Un beau jour de l’an 1932 s’ouvrait l’ « Alhambra », rue Toreille, à Vence. On pouvait y goûter les plaisirs nouveaux du cinéma parlant, et en même temps s’offrir un pas de danse, à la « Cocarde », qui se trouvait juste à côté. Vence réaffirmait ainsi sa qualité de ville à part entière.
Une « ville à la campagne », certes, comme nous la voulons aujourd’hui encore. Mais une vraie ville, c’est-à-dire un lieu où se conjuguent des activités très diverses. Vence, tout le centre historique en témoigne, était à la fois un lieu de pouvoir politique et religieux en même temps qu’une cité où vivaient, côte à côte, une majorité d’agriculteurs et une minorité non négligeable de commerçants et de juristes. Au siècle dernier, cet équilibre a été remis en cause. Mais les qualités propres de cette ville, de son site, de sa situation dans le moyen pays, ont contribué à ce que se retrouvent ensemble ces mêmes agriculteurs en cours de mutation sociale et professionnelle avec des artistes, des professions libérales, des hôtes venus du monde entier, des artisans de tous bords. La cohabitation qui en résulte est complexe, mais source d’enrichissement pour tous.
Cette cohabitation, c’est un berger de Vence qui fait découvrir à Dubuffet les richesses du Col de Vence. C’est Matisse qui suggère à Alphonse Chave, commerçant en papiers et crayons dans l’avenue Marcelin Maurel, d’ouvrir une galerie d’art. Réciproquement, si l’on peut dire, c’est une petite religieuse de Vence qui lance Matisse dans la grande aventure de sa vie : la réalisation de la Chapelle du Rosaire…
Cette cohabitation doit se gérer au niveau de la vie quotidienne. Son bon déroulement, nous le savons bien, suppose, des espaces publics propres et sûrs, des lieux de rencontre et de sport pour les jeunes, des écoles pour les enfants, une bonne prise en charge des aînés, des commerces variés et accessibles, et bien d’autres choses encore…sous réserve de ne pas alourdir les impôts locaux !
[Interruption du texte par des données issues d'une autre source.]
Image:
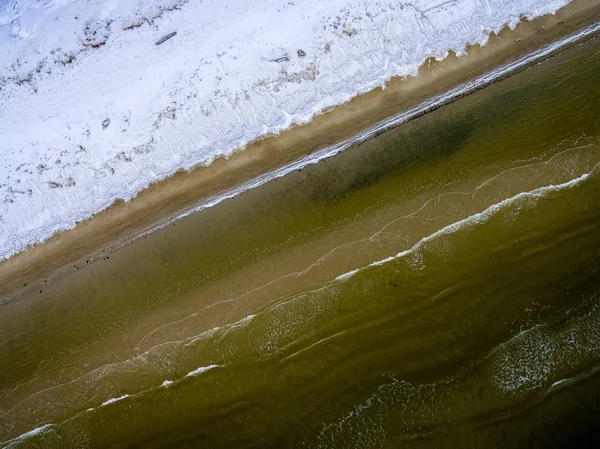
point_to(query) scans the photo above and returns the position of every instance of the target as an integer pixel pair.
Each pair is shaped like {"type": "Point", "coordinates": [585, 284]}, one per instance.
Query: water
{"type": "Point", "coordinates": [437, 286]}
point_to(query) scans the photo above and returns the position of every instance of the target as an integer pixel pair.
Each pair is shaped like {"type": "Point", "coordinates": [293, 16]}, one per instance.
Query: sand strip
{"type": "Point", "coordinates": [122, 222]}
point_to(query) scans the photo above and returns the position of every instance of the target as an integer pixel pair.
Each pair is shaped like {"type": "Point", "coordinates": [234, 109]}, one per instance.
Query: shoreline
{"type": "Point", "coordinates": [181, 194]}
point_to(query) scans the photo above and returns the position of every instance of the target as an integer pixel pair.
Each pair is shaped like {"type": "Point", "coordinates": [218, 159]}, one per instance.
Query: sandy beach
{"type": "Point", "coordinates": [95, 238]}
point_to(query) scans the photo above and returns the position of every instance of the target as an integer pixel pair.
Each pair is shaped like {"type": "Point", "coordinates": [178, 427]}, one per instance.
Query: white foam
{"type": "Point", "coordinates": [26, 435]}
{"type": "Point", "coordinates": [113, 400]}
{"type": "Point", "coordinates": [201, 95]}
{"type": "Point", "coordinates": [470, 220]}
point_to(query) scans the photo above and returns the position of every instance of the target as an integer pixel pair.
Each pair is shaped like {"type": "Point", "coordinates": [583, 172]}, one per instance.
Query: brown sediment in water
{"type": "Point", "coordinates": [94, 238]}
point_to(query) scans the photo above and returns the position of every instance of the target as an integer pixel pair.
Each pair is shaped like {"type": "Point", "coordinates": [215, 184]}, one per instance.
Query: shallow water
{"type": "Point", "coordinates": [437, 286]}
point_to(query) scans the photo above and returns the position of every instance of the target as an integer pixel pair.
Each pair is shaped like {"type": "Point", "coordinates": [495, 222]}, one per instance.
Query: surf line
{"type": "Point", "coordinates": [436, 102]}
{"type": "Point", "coordinates": [477, 218]}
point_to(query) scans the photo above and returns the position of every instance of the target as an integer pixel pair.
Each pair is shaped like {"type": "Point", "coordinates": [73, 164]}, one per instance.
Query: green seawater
{"type": "Point", "coordinates": [435, 286]}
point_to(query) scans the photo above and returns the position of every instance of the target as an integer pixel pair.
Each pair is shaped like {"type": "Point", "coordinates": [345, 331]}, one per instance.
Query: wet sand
{"type": "Point", "coordinates": [95, 238]}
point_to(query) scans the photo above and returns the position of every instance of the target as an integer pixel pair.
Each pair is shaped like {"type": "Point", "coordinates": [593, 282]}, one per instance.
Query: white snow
{"type": "Point", "coordinates": [113, 400]}
{"type": "Point", "coordinates": [201, 370]}
{"type": "Point", "coordinates": [66, 67]}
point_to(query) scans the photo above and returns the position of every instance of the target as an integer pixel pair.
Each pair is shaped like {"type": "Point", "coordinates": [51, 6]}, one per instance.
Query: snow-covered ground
{"type": "Point", "coordinates": [92, 110]}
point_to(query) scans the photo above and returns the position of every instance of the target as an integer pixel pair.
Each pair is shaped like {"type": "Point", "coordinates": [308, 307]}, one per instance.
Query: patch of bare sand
{"type": "Point", "coordinates": [122, 222]}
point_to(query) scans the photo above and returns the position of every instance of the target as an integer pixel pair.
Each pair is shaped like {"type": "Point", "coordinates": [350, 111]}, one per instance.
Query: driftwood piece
{"type": "Point", "coordinates": [166, 38]}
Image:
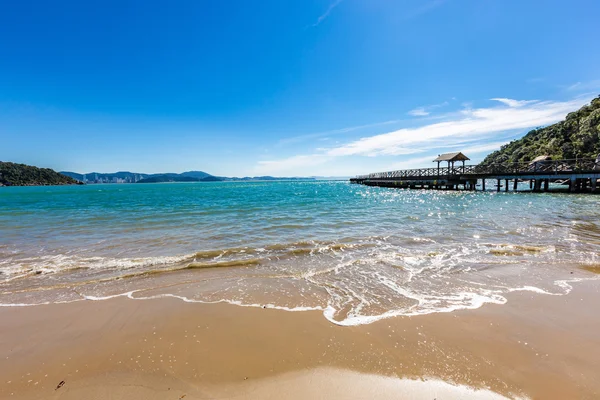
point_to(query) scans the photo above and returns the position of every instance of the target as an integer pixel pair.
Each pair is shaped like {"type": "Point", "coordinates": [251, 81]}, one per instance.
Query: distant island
{"type": "Point", "coordinates": [578, 136]}
{"type": "Point", "coordinates": [12, 174]}
{"type": "Point", "coordinates": [189, 176]}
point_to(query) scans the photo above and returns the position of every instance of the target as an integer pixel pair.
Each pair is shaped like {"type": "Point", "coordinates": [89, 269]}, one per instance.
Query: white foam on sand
{"type": "Point", "coordinates": [329, 383]}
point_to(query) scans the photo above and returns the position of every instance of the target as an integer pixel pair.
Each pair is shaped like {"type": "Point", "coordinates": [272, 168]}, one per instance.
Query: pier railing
{"type": "Point", "coordinates": [557, 167]}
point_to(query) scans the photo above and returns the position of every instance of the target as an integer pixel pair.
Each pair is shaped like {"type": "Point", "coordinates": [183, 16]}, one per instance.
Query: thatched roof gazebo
{"type": "Point", "coordinates": [540, 159]}
{"type": "Point", "coordinates": [451, 158]}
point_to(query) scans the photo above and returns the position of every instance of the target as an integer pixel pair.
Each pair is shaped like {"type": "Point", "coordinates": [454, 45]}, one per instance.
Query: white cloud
{"type": "Point", "coordinates": [295, 165]}
{"type": "Point", "coordinates": [327, 12]}
{"type": "Point", "coordinates": [302, 138]}
{"type": "Point", "coordinates": [425, 110]}
{"type": "Point", "coordinates": [469, 130]}
{"type": "Point", "coordinates": [583, 86]}
{"type": "Point", "coordinates": [468, 124]}
{"type": "Point", "coordinates": [419, 112]}
{"type": "Point", "coordinates": [514, 103]}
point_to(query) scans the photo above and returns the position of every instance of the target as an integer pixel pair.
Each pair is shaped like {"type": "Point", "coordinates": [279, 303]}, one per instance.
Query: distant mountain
{"type": "Point", "coordinates": [578, 136]}
{"type": "Point", "coordinates": [12, 174]}
{"type": "Point", "coordinates": [196, 174]}
{"type": "Point", "coordinates": [189, 176]}
{"type": "Point", "coordinates": [177, 178]}
{"type": "Point", "coordinates": [98, 177]}
{"type": "Point", "coordinates": [266, 178]}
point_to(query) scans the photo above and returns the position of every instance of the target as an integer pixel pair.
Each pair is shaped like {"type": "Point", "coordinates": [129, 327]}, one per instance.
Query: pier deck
{"type": "Point", "coordinates": [578, 176]}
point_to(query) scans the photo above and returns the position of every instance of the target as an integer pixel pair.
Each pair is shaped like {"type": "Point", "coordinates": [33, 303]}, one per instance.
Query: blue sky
{"type": "Point", "coordinates": [296, 87]}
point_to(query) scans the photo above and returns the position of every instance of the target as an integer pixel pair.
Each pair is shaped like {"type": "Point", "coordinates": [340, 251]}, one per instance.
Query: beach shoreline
{"type": "Point", "coordinates": [536, 346]}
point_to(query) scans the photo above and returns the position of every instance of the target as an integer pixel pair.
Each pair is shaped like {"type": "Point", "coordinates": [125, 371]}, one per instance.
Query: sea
{"type": "Point", "coordinates": [356, 254]}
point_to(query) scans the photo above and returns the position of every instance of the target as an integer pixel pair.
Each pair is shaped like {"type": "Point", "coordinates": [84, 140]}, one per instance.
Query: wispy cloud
{"type": "Point", "coordinates": [424, 8]}
{"type": "Point", "coordinates": [473, 130]}
{"type": "Point", "coordinates": [583, 86]}
{"type": "Point", "coordinates": [291, 165]}
{"type": "Point", "coordinates": [469, 123]}
{"type": "Point", "coordinates": [424, 111]}
{"type": "Point", "coordinates": [327, 12]}
{"type": "Point", "coordinates": [309, 136]}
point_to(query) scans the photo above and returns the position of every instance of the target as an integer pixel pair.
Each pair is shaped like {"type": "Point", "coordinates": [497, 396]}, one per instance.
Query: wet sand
{"type": "Point", "coordinates": [537, 346]}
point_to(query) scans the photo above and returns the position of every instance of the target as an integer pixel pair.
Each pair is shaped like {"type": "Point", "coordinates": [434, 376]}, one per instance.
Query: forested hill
{"type": "Point", "coordinates": [12, 174]}
{"type": "Point", "coordinates": [578, 136]}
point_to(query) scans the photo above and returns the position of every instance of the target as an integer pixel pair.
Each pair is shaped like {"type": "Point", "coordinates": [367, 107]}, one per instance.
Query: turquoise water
{"type": "Point", "coordinates": [357, 253]}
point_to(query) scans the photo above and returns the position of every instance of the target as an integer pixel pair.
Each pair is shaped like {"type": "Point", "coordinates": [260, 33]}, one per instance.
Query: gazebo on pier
{"type": "Point", "coordinates": [451, 158]}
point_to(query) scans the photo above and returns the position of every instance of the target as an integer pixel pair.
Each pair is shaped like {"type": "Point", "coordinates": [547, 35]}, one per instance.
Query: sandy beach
{"type": "Point", "coordinates": [535, 346]}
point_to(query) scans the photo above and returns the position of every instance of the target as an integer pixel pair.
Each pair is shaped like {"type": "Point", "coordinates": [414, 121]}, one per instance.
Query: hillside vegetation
{"type": "Point", "coordinates": [578, 136]}
{"type": "Point", "coordinates": [12, 174]}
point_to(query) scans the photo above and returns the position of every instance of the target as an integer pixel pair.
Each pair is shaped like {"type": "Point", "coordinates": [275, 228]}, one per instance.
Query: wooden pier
{"type": "Point", "coordinates": [574, 176]}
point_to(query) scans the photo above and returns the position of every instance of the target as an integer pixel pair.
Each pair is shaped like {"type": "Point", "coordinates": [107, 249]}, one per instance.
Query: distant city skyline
{"type": "Point", "coordinates": [295, 88]}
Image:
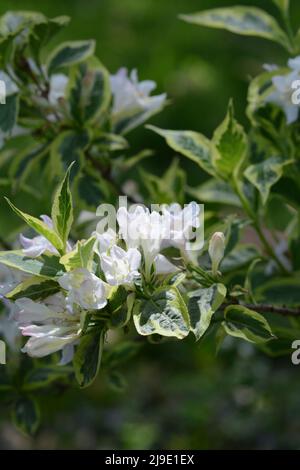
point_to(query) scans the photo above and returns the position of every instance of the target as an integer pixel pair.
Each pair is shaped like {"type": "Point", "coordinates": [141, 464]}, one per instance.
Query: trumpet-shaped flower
{"type": "Point", "coordinates": [50, 325]}
{"type": "Point", "coordinates": [58, 85]}
{"type": "Point", "coordinates": [120, 267]}
{"type": "Point", "coordinates": [84, 289]}
{"type": "Point", "coordinates": [284, 90]}
{"type": "Point", "coordinates": [181, 223]}
{"type": "Point", "coordinates": [105, 241]}
{"type": "Point", "coordinates": [142, 230]}
{"type": "Point", "coordinates": [132, 103]}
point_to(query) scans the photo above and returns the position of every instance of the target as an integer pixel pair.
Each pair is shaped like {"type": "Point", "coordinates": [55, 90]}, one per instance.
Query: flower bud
{"type": "Point", "coordinates": [216, 250]}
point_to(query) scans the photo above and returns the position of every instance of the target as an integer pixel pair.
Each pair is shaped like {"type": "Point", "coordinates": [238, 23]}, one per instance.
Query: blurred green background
{"type": "Point", "coordinates": [178, 395]}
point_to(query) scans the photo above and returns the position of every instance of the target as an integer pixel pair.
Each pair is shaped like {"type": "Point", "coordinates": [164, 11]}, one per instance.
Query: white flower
{"type": "Point", "coordinates": [34, 247]}
{"type": "Point", "coordinates": [181, 223]}
{"type": "Point", "coordinates": [120, 267]}
{"type": "Point", "coordinates": [50, 325]}
{"type": "Point", "coordinates": [164, 266]}
{"type": "Point", "coordinates": [142, 230]}
{"type": "Point", "coordinates": [284, 90]}
{"type": "Point", "coordinates": [105, 241]}
{"type": "Point", "coordinates": [132, 103]}
{"type": "Point", "coordinates": [8, 328]}
{"type": "Point", "coordinates": [216, 250]}
{"type": "Point", "coordinates": [84, 289]}
{"type": "Point", "coordinates": [58, 85]}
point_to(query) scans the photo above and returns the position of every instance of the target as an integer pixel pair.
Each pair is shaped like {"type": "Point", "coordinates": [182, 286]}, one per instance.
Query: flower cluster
{"type": "Point", "coordinates": [285, 88]}
{"type": "Point", "coordinates": [129, 256]}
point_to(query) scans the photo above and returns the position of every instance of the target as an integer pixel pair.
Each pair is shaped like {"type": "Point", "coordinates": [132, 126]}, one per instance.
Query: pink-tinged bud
{"type": "Point", "coordinates": [216, 250]}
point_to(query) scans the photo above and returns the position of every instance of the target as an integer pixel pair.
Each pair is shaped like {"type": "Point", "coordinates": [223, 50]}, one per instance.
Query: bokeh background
{"type": "Point", "coordinates": [176, 395]}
Oui, une petite Ville comme la notre, a peut-être besoin, de temps à autre de respirer l’air du large, de rencontrer surprise et émotion, qu’elle nous soit apportée par un pianiste comme François-René Duchable, d’un écrivain comme Witold Gombrowicz, ou d’un chanteur comme Robert Charlebois…
Or, force est de constater que nous n’avons pas, à Vence, de lieu qui permette d’accueillir valablement cet « air du large ».
Nos salles de sport (« Jean Dandréis » et « Jacques Falcoz ») sont déjà sur-employées. En outre, elles ne répondent pas aux normes d’une salle de spectacle digne de ce nom, il faut bien le dire. La place du Grand Jardin n’est pas opérationnelle toute l’année. D’abord, pour des raisons météorologiques évidentes, ensuite parce qu’il n’est pas possible d’imposer à ses riverains une contrainte qui aille au-delà de ce qui existe déjà aujourd’hui. On peut en dire autant de la place Clémenceau ou de la place Godeau.
Dès lors, en un mot comme en cent, Vence a besoin d’une salle qui puisse accueillir d’un bout de l’année à l’autre des spectacles de qualité, tant en ce qui concerne la musique, que le théâtre, la danse et les variétés. En outre, un tel lieu serait évidemment en mesure d’accueillir les conférences culturelles, et les symposiums de toutes sortes.
Pour répondre à ce besoin, qui semble incontestable, il faut tout de suite reconnaître que notre ville n’a pas, à elle seule, la capacité financière de construire une telle structure, ni même d’en assurer, une fois construite, de bonnes conditions de fonctionnement.
Face à ce constat, on peut être tenté d’ignorer un tel besoin, et se garder en conséquence d’en évoquer le projet.